The trial plan is attached to a notice of training for allowance allocation and management by MEE. The training will cover the following aspects:

  • climate change policies such as the national ETS and the related planning
  • management of emissions data reporting, allowance allocation, trading, surrendering allowances, and compliance management by the provincial departments
  • the registry system and account management in trading system, emissions data reporting, surrendering allowances, and compliance by the covered entities, including the trial calculation of allowance allocation and simulation trading.

The trial plan includes two allocation schemes which are identical in most respects but differ in their benchmarks. As scheduled in Work Plan for Construction of the National Emissions Trading System (Power Sector), simulation trading is expected to begin around the end of 2019, with the deepening and expanding phase starting approximately one year after the simulation period is launched.

The first scheme categorizes the power sector into conventional coal, unconventional coal (coal gangue and coal water slurry), and natural gas, setting the corresponding benchmark factors at 0.848, 1.002, and 0.382 tons of CO2 per MWh, respectively. The second scheme provides two distinct benchmarks for conventional coal plants based on an installed capacity threshold of 300 MW. The benchmark factor for plants above 300 MW would be 0.827 tons of CO2 per MWh, while plants below that threshold would receive free allowances up to a benchmark of 0.879 tons of CO2 per MWh. The benchmark factors for unconventional coal and natural gas categories are the same for both schemes at 1.002 and 0.382 tons of CO2 per MWh, respectively. Based on progress in addressing climate change, the categorization of the power sector may be adjusted further in the future to encourage the development of additional low-carbon power generation, MEE stated. 

Both schemes calculate the amount of allowances allocated to entities using the same baselines.

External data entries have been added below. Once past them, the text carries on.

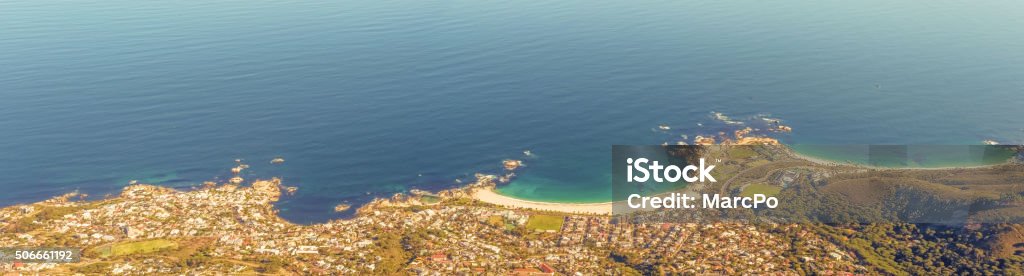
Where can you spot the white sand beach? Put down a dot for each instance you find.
(489, 196)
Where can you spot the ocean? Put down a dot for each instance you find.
(368, 98)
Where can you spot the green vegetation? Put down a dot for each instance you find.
(769, 190)
(496, 221)
(540, 222)
(126, 248)
(740, 152)
(390, 250)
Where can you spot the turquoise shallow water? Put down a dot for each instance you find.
(368, 98)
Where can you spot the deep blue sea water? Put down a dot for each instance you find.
(369, 98)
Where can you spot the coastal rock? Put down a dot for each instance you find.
(511, 165)
(342, 208)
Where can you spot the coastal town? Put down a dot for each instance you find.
(232, 227)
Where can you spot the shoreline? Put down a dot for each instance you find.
(488, 195)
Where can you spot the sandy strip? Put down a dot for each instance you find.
(489, 196)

At first entities will receive allowances at 70% of their 2018 output multiplied by the corresponding benchmark factor. Allocation will be adjusted later reflecting the actual generation in 2019.   

The national ETS is expected to cover some 1,700 companies accounting for more than three billion tons of CO2e per year in its initial phase and then gradually expand to other key emitting sectors, including petrochemical, chemical, building materials, steel, nonferrous metals, paper, and domestic aviation (see previous ICAP ETS news).